Man mano che la banda madre rifluiva su lidi sempre più minimali (fino alla produzione dell’ultimo “Drums and Guns”, dove si dosava con il contagocce addirittura l’uso dei canali d’ascolto), questo sideproject ha accolto il prepotente ritorno delle chitarre e delle armonie à la Byrds, le stesse che, per l’appunto, pervadevano il sopra citato capolavoro del 2002. Parla per tutte “Something’s Going to Break” che, da una sordina “disturbata”, come di vinile graffiato, esplode poi all’ultimo minuto nel fragore di un fierissimo guitar sound.
Si guarda fisso al rock degli anni sessanta, come nell’esplicito interludio che alla terza traccia auspica un “’68 comeback” a suon di assoli e rullate quasi zeppeliniani. Ma al di là di omaggi fulminei come questo, la rinascita chitarristica di Spahawk e Garrington, per quanto liberatoria possa suonare, non riesce ad essere sempre così sfacciata. Qualche inquietudine è rimasta aggrappata alle sei corde, e per questo brani piuttosto rappresentativi come “Workin’Hard” o “Poor Man’s Daughter” invocano come riferimento più prossimo il Neil Young sulla groppa dei suoi Crazy Horse.

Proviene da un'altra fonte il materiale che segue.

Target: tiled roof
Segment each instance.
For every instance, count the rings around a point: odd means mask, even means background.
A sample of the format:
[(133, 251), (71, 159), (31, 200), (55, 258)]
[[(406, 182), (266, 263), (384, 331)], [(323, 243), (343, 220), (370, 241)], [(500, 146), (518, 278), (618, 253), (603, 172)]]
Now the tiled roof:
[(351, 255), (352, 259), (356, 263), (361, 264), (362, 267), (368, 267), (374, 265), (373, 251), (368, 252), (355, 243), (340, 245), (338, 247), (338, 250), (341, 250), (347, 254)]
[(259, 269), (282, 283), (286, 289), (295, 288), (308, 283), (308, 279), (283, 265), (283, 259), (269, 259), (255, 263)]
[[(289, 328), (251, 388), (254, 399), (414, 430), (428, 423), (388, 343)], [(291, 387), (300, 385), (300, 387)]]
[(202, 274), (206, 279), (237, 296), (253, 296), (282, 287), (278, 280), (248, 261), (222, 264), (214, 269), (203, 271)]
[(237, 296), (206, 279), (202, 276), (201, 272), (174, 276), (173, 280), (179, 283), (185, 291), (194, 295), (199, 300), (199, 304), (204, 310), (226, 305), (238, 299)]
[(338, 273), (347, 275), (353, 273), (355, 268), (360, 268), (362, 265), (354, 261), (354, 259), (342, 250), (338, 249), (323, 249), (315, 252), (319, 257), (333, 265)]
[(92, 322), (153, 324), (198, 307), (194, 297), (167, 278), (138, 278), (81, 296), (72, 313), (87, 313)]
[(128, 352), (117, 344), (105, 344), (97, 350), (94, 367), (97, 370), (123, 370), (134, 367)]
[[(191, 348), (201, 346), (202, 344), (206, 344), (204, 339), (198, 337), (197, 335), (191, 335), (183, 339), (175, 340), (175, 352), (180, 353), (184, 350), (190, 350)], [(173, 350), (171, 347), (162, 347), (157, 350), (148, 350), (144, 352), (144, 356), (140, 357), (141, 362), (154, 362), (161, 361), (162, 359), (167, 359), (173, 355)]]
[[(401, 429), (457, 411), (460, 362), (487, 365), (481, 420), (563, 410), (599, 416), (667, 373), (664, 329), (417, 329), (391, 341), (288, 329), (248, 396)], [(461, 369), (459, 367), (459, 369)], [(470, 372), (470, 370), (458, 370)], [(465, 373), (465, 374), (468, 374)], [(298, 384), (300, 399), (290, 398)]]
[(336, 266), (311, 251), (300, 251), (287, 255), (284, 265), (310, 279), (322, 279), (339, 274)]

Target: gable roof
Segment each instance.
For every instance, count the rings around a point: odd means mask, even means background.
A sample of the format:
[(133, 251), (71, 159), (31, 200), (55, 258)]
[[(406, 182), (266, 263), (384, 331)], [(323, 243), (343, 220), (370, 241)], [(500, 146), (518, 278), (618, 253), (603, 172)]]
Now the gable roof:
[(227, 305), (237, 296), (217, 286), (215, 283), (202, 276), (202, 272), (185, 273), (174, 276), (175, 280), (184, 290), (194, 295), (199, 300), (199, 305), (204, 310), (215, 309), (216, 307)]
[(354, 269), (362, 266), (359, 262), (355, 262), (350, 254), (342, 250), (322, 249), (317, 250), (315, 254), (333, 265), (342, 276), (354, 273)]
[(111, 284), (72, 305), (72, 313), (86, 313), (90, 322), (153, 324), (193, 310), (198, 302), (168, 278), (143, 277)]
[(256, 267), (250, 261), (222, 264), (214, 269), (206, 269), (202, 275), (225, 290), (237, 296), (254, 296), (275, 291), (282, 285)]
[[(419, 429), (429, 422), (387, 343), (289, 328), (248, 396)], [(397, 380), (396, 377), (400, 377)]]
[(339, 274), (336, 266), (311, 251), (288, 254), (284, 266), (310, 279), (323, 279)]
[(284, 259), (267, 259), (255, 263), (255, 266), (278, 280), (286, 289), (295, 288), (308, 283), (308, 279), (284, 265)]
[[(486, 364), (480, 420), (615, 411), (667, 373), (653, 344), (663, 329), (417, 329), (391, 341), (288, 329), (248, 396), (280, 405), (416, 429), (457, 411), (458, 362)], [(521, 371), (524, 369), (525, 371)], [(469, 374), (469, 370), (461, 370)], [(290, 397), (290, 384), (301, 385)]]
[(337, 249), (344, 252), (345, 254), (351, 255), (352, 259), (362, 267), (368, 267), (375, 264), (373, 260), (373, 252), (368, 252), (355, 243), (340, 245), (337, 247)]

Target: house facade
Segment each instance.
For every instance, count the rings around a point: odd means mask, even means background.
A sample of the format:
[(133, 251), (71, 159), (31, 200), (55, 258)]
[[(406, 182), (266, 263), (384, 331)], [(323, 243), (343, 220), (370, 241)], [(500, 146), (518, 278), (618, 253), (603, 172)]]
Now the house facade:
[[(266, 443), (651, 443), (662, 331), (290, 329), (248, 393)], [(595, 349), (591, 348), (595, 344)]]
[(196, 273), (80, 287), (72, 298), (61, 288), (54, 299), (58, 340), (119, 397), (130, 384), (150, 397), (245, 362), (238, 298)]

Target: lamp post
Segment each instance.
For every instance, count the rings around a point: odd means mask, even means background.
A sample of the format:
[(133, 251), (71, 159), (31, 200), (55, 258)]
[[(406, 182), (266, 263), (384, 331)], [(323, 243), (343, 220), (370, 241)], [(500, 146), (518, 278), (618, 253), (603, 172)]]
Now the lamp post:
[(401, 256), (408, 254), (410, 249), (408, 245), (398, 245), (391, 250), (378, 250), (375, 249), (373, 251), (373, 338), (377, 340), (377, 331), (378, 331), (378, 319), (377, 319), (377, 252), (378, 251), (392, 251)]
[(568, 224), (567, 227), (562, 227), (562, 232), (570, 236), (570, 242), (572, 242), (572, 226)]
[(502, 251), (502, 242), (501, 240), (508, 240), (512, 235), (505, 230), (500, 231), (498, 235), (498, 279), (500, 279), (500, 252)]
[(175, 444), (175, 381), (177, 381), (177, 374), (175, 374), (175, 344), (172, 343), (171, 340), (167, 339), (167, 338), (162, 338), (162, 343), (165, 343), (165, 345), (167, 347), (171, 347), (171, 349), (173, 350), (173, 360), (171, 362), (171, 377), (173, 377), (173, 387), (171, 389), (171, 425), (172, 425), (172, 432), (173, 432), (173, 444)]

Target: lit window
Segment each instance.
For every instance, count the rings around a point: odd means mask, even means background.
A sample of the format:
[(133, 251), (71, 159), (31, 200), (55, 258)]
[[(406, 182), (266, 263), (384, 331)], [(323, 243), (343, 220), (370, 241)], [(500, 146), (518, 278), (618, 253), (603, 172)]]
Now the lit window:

Tra i rimandi alla storia della musica e quelli alla propria personale, non resta molto spazio per scovare percorsi originali. Nel frattempo, in attesa di sviluppi più “radicali”, chi non ha gradito le ultime evoluzioni dei Low potrà trovare un buon rifugio da queste parti: sarà comunque un gran bell’accontentarsi.